I had previously offered to share a coffee with him in thanks for his assistance, but it turned out he sought something more green (not to mention his, um, "upselling" of services). I expressed my sorrow that his claims of being a good person were empty, and brushed him off.

I ran into the two Brits who'd had the Ipod stolen. It turns out they knew the thief from a visit a few years back, which is why they'd trusted him to "borrow" the Ipod. After going to the police, they went to the guy's house. He'd already sold the Ipod and could not retrieve it. Current status: The Brits are giving him time to pull more money together to compensate them for the theft or they'll let the police do what they will with him. The thief is feeling very uncomfortable right now.

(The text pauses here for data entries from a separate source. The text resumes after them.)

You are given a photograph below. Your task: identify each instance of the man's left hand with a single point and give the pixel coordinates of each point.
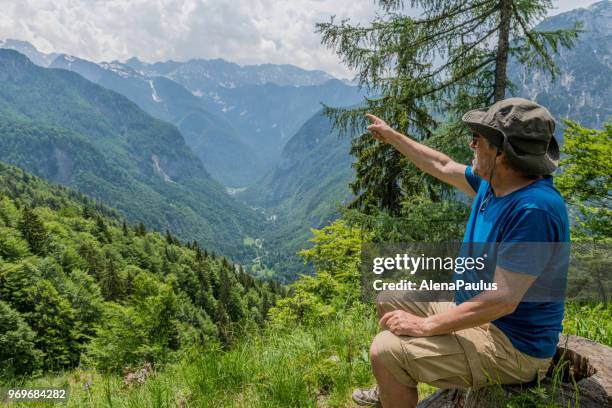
(402, 323)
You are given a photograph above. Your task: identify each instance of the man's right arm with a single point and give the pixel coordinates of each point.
(424, 157)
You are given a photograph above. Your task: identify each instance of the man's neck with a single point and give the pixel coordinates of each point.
(508, 182)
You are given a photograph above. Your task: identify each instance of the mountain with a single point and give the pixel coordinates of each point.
(27, 49)
(303, 192)
(267, 104)
(218, 72)
(60, 126)
(211, 136)
(583, 90)
(76, 280)
(313, 171)
(235, 118)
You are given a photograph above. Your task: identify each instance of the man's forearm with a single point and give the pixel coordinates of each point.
(466, 315)
(424, 157)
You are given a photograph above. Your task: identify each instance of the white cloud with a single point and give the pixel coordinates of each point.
(242, 31)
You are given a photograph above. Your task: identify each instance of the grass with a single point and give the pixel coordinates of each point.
(299, 367)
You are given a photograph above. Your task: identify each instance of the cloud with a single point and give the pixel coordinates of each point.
(242, 31)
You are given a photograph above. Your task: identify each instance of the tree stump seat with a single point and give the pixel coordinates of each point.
(580, 376)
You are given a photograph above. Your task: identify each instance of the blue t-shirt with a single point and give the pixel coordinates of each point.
(534, 213)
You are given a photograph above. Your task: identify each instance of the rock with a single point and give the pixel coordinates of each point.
(581, 376)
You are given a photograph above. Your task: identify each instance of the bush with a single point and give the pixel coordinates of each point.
(18, 355)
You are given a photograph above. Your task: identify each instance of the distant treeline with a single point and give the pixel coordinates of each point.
(79, 284)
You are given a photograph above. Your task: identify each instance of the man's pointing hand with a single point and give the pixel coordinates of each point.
(380, 129)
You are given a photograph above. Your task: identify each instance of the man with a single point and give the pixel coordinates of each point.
(494, 336)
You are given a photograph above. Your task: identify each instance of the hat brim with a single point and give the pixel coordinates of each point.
(536, 165)
(474, 119)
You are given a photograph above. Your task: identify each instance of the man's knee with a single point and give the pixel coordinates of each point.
(385, 349)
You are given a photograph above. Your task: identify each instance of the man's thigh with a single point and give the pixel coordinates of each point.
(397, 300)
(440, 361)
(467, 358)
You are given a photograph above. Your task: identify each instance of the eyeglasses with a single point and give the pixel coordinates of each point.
(475, 139)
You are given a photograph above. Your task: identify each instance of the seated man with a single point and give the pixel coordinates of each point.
(495, 336)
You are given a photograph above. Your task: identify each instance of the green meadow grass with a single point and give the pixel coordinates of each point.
(299, 367)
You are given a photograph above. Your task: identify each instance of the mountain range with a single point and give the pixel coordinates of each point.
(227, 113)
(58, 125)
(261, 127)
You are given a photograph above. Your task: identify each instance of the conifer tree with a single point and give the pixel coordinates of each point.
(33, 231)
(452, 58)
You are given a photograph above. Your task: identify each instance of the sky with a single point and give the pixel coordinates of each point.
(241, 31)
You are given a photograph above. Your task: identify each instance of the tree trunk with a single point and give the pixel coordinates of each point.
(503, 44)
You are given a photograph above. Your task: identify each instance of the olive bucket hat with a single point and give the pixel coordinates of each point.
(523, 130)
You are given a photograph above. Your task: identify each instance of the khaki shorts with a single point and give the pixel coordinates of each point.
(467, 358)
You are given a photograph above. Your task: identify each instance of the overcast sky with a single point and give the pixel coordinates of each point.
(242, 31)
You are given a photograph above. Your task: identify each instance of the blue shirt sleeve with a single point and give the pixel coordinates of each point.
(527, 242)
(472, 179)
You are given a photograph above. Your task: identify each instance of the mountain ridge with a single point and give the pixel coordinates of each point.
(103, 144)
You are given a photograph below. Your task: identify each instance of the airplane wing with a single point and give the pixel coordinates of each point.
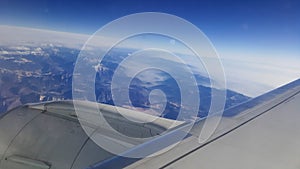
(261, 133)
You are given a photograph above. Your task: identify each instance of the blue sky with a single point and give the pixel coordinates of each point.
(240, 30)
(250, 23)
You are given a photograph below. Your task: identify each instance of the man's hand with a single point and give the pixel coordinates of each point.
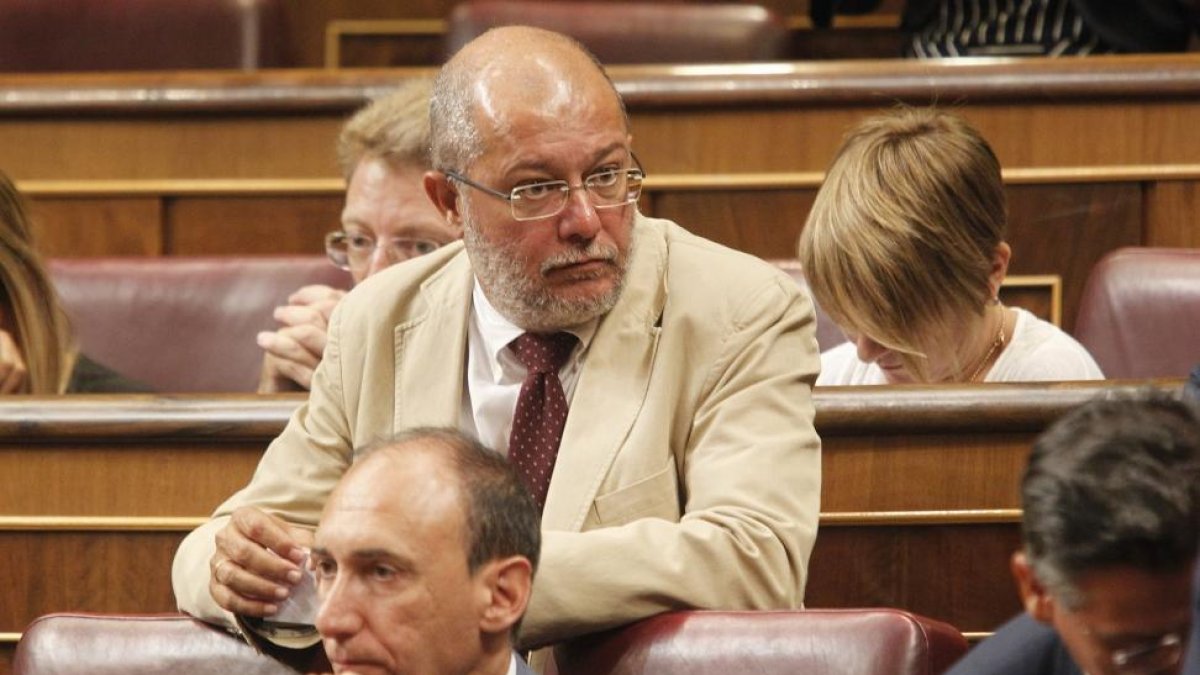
(12, 364)
(256, 563)
(294, 350)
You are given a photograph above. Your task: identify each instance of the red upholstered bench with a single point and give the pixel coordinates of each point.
(90, 644)
(841, 641)
(1140, 312)
(829, 641)
(178, 323)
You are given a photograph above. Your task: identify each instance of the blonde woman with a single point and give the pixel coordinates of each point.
(37, 352)
(384, 153)
(905, 250)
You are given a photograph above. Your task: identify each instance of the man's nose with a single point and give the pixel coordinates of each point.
(381, 258)
(579, 219)
(339, 615)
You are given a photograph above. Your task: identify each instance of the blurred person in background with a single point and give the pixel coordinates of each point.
(37, 350)
(1111, 513)
(384, 153)
(1032, 28)
(905, 250)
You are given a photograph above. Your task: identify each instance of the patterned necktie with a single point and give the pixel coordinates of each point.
(541, 408)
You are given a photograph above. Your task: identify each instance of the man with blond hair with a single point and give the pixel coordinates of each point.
(383, 151)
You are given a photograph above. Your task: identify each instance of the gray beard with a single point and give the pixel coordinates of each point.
(528, 303)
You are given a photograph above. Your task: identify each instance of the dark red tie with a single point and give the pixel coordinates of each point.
(541, 408)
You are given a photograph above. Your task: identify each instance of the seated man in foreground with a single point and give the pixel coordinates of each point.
(425, 559)
(651, 387)
(1111, 499)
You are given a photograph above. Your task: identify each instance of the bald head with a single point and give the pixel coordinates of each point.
(503, 76)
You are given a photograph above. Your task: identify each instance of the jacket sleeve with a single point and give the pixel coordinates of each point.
(749, 489)
(293, 479)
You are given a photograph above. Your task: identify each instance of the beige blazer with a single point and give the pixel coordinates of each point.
(689, 471)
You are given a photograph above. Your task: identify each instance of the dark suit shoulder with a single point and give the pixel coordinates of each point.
(1023, 646)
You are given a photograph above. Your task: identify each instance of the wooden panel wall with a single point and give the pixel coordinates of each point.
(1109, 112)
(918, 508)
(306, 25)
(1050, 213)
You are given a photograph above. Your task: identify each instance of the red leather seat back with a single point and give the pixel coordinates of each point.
(1140, 312)
(829, 641)
(136, 35)
(183, 324)
(79, 644)
(636, 33)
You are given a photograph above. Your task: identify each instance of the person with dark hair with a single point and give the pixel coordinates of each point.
(1032, 28)
(1110, 526)
(424, 559)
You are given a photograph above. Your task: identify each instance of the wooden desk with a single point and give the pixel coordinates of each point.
(919, 506)
(744, 119)
(1099, 153)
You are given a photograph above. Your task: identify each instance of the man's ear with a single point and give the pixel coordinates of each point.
(1035, 598)
(444, 196)
(508, 583)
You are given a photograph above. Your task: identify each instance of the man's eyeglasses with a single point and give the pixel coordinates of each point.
(351, 250)
(1152, 657)
(606, 190)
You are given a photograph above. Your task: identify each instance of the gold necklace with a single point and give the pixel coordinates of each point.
(996, 346)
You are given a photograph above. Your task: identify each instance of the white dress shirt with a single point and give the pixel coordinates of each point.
(495, 375)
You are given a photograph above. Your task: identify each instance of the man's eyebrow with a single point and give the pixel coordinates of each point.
(543, 166)
(372, 555)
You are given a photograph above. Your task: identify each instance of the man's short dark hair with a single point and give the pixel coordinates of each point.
(1114, 483)
(501, 517)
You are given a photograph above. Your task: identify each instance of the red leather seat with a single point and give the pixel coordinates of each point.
(136, 35)
(829, 641)
(183, 324)
(1140, 312)
(636, 33)
(83, 644)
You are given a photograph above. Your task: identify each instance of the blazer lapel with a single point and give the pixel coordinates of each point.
(612, 386)
(431, 351)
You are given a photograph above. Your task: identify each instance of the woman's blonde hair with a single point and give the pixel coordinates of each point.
(29, 303)
(394, 127)
(900, 242)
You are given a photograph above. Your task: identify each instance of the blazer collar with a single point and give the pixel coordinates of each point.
(431, 350)
(431, 360)
(612, 384)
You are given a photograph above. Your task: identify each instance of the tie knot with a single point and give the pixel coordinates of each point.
(543, 352)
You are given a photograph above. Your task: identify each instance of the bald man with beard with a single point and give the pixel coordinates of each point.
(688, 471)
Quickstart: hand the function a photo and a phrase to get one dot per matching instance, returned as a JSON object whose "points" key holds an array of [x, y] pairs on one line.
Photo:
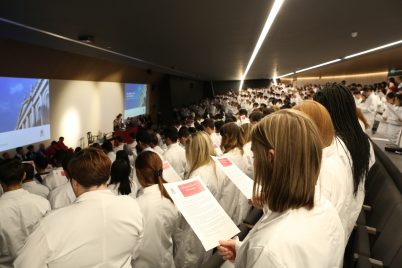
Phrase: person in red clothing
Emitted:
{"points": [[61, 144]]}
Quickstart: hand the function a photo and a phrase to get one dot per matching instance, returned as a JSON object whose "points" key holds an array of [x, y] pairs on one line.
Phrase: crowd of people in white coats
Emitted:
{"points": [[105, 206]]}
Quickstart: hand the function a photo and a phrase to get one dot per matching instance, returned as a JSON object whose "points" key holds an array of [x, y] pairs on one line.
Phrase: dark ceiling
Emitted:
{"points": [[209, 40]]}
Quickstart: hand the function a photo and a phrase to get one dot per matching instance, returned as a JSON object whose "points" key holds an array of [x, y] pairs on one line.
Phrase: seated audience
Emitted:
{"points": [[161, 218], [63, 195], [300, 227], [31, 185], [20, 212], [100, 229], [174, 154]]}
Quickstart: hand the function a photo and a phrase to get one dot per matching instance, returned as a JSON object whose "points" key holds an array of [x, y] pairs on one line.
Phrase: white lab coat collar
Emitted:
{"points": [[14, 194], [93, 195]]}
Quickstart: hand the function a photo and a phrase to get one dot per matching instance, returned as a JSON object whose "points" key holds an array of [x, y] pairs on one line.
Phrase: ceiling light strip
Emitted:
{"points": [[270, 20], [345, 58], [374, 49], [317, 66], [92, 46]]}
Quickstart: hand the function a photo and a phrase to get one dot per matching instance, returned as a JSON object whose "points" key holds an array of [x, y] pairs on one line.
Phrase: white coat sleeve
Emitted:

Today's experiences reflect the stark yin and yang that is Ethiopia.

I met Betty for dinner, as planned, at the Taitu Hotel. Indifferent dinner, and rather pricey. It did have sugar-free Coke, though, a rare treat. Betty did make the rounds today at the Tourism Ministry, Transportation Ministry, and somewhere else to lodge her complaints about how tourists are treated in Ethiopia. She can't wait to get back to Nepal. She gave me two colorful pens. (No begging required.)

We laughed about the assumptions about why some women come to Ethiopia; when she arrived at dinner, she told me she remembered reading a magazine article about this very thing. It said that the most common country for women to go to for this form of tourism is Kenya, and the nationality of most of the women is American.

Gee - I'm just a simple girl from Missouri.